To specify what I mean I post my inefficient solution:
public SortedMultiset<DataTuple> headMultiset(int upperBound, BoundType boundType){
int i=0;
DataTuple act= this.coreData.firstEntry().getElement();
Iterator<DataTuple> itr = this.coreData.iterator();
while(i<=upperBound){
act = itr.next();
i+=this.coreData.count(act);
}
return headMultiset(act, boundType);
}
In this example DataSet can be seen as Object and this.coreData is the underling TreeMultiset.
I'm really new to that topic, so all kinds of comments would be appreciated.
I'm not 100% sure what result you're looking for. Let's take an example: say the multiset has contents [5 x a, 3 x b, 7 x c, 2 x d, 5 x e]. (As in Multiset.toString(), I am writing "count x object" to represent count occurrences of object.) If I understand the problem correctly, if n is 5, then the result you want is [5 x a], correct?

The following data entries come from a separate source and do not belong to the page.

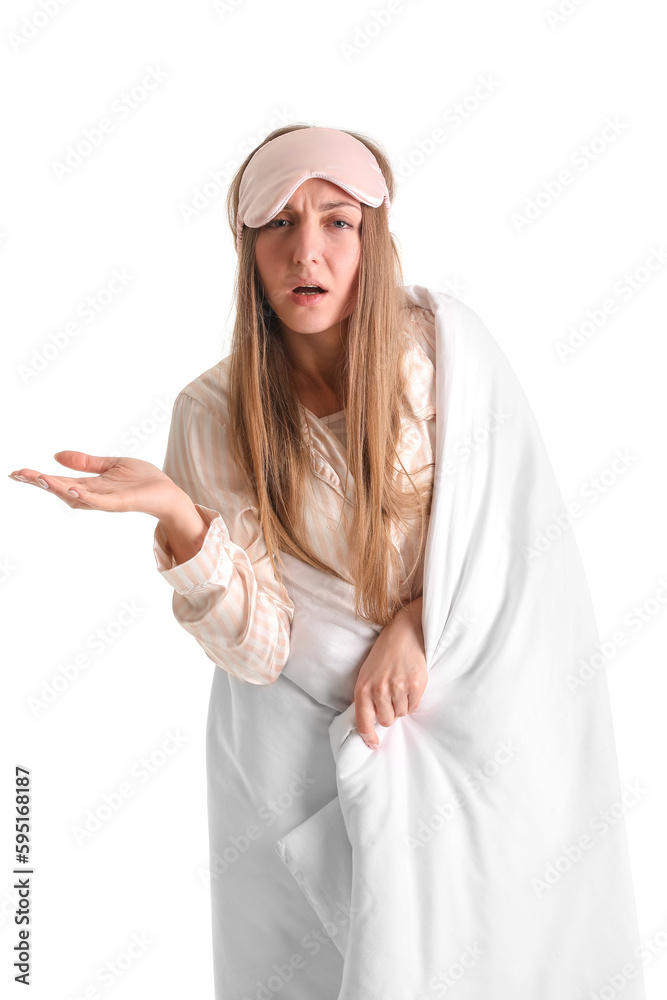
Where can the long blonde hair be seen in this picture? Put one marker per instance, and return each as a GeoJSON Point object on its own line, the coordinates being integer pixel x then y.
{"type": "Point", "coordinates": [265, 410]}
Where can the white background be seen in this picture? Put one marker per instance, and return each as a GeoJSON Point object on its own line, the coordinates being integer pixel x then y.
{"type": "Point", "coordinates": [144, 201]}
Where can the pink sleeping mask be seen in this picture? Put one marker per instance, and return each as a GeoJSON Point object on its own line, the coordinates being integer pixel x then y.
{"type": "Point", "coordinates": [281, 165]}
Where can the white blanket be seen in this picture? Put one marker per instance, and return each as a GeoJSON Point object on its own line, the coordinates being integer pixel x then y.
{"type": "Point", "coordinates": [480, 852]}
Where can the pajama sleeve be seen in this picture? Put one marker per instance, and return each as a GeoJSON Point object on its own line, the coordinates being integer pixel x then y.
{"type": "Point", "coordinates": [227, 595]}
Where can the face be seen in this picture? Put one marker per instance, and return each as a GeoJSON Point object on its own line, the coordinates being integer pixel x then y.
{"type": "Point", "coordinates": [314, 240]}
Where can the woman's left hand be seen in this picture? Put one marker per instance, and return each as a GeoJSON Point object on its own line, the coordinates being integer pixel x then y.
{"type": "Point", "coordinates": [393, 677]}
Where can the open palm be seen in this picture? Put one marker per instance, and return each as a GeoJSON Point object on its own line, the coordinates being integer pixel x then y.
{"type": "Point", "coordinates": [120, 484]}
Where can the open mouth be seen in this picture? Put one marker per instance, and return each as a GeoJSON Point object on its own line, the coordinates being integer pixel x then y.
{"type": "Point", "coordinates": [308, 290]}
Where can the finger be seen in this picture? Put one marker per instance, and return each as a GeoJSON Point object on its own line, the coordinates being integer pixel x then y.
{"type": "Point", "coordinates": [364, 719]}
{"type": "Point", "coordinates": [400, 703]}
{"type": "Point", "coordinates": [68, 490]}
{"type": "Point", "coordinates": [46, 482]}
{"type": "Point", "coordinates": [83, 462]}
{"type": "Point", "coordinates": [384, 707]}
{"type": "Point", "coordinates": [84, 491]}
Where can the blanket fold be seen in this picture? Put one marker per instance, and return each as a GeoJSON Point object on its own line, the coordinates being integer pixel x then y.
{"type": "Point", "coordinates": [473, 850]}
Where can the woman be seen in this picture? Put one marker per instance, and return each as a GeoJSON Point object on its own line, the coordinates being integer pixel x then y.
{"type": "Point", "coordinates": [408, 766]}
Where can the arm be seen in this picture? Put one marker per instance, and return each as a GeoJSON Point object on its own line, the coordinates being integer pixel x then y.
{"type": "Point", "coordinates": [226, 594]}
{"type": "Point", "coordinates": [393, 677]}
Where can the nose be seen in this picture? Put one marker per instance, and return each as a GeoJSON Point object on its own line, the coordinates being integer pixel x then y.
{"type": "Point", "coordinates": [307, 238]}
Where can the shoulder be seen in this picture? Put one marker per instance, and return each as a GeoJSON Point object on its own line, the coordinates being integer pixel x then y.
{"type": "Point", "coordinates": [208, 392]}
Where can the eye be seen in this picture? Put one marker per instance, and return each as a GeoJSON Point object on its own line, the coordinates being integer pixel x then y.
{"type": "Point", "coordinates": [273, 224]}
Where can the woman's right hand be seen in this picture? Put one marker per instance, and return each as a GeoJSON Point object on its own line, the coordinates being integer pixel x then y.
{"type": "Point", "coordinates": [121, 484]}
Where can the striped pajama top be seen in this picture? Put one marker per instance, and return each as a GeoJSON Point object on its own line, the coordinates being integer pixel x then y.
{"type": "Point", "coordinates": [227, 595]}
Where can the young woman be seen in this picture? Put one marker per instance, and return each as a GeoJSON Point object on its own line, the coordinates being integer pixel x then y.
{"type": "Point", "coordinates": [408, 766]}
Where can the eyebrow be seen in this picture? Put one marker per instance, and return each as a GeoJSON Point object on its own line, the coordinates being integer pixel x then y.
{"type": "Point", "coordinates": [327, 205]}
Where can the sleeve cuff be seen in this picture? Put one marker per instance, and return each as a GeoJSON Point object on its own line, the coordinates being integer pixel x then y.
{"type": "Point", "coordinates": [211, 565]}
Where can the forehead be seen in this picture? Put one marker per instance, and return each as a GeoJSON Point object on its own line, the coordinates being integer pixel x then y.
{"type": "Point", "coordinates": [321, 194]}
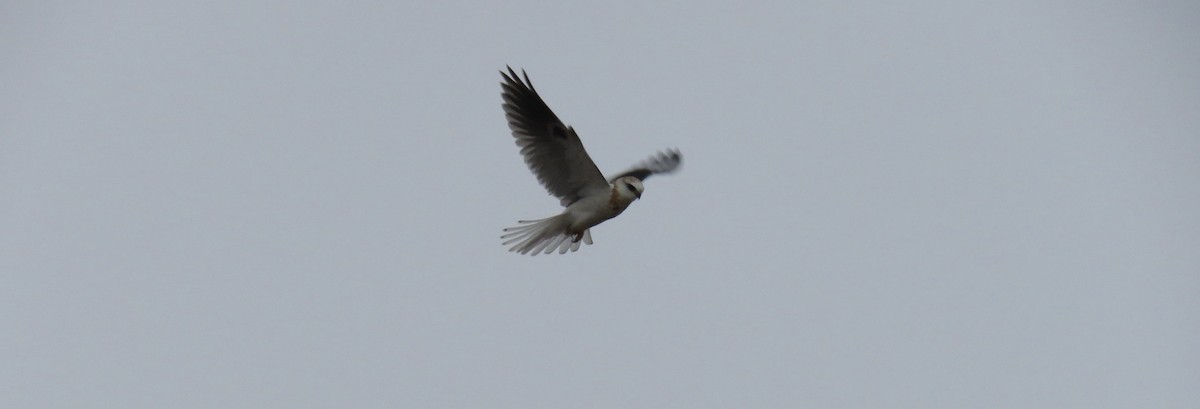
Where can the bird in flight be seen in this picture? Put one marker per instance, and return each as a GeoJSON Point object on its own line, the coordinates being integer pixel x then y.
{"type": "Point", "coordinates": [555, 155]}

(It's also not clear whether you want the size of the result multiset to "round." For example: if n was 6 in the above multiset, would you want [5 x a, 1 x b], [5 x a], or [5 x a, 3 x b] ?)

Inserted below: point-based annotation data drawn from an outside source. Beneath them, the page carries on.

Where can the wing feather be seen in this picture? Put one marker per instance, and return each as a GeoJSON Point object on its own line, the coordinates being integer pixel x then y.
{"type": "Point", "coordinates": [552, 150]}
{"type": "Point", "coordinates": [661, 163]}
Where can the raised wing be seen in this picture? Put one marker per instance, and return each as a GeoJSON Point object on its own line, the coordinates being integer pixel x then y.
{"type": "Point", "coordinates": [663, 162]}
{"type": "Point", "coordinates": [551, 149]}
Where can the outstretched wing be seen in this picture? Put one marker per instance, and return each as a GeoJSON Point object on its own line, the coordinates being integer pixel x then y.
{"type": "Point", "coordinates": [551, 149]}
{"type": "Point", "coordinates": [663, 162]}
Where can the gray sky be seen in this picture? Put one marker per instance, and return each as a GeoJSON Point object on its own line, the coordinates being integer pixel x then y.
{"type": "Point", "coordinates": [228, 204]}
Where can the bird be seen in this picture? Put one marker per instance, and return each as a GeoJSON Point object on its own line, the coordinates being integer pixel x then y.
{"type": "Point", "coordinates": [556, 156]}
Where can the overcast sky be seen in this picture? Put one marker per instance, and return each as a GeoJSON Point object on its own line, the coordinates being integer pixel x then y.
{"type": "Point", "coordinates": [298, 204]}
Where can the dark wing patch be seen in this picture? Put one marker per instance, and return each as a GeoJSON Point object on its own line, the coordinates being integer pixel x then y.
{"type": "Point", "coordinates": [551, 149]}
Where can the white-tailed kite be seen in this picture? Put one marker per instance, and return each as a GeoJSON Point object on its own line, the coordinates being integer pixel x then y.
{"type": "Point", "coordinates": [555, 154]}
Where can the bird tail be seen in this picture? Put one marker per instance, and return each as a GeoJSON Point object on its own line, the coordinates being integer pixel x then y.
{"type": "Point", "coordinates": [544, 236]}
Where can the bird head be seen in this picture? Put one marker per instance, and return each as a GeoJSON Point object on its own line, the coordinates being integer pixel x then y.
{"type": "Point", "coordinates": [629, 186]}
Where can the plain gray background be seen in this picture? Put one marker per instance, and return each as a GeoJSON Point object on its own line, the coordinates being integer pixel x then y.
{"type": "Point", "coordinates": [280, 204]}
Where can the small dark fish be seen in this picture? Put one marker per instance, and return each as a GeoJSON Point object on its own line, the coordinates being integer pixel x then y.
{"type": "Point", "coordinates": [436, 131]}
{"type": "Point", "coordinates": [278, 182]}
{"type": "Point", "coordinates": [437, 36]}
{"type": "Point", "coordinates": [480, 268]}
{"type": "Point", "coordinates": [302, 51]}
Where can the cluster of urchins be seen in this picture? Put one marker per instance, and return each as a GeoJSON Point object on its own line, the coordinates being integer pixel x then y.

For the moment, I'll assume that you want to round up, that is, you would expect [5 x a, 3 x b]. Then your answer isn't that far off, although I think it's subtly wrong as written. Here's how I would write it:
public <E> SortedMultiset<E> takeElements(SortedMultiset<E> multiset, int n) {
if (n == 0) { return ImmutableSortedMultiset.of(); }
Iterator<Multiset.Entry<E>> iterator = multiset.entrySet().iterator();
E cutoff = null;
for (int count = 0; count < n && iterator.hasNext(); ) {
Multiset.Entry<E> entry = iterator.next();
count += entry.getCount();
cutoff = entry.getElement();
}
if (count < n) { return multiset; }
// cutoff is not null, since the loop must iterate at least once
return multiset.headMultiset(cutoff, BoundType.CLOSED);
}
Actually the solution with the HashMap seems to have a acceptable performance. I built the hash map via:
public NavigableMap<Integer, E> BuildHashMap (SortedMultiset<E> multiset){
NavigableMap<Integer, E> ret = new TreeMap<Integer, E>();
int n = 0;
for (Entry<E> e : multiset.entrySet()) {
ret.put(n, e.getElement());
n += e.getCount();
}
return ret;
}
and access it with .floorEntry(n).getValue().
However elementSet().asList() is the function I'm actually looking for.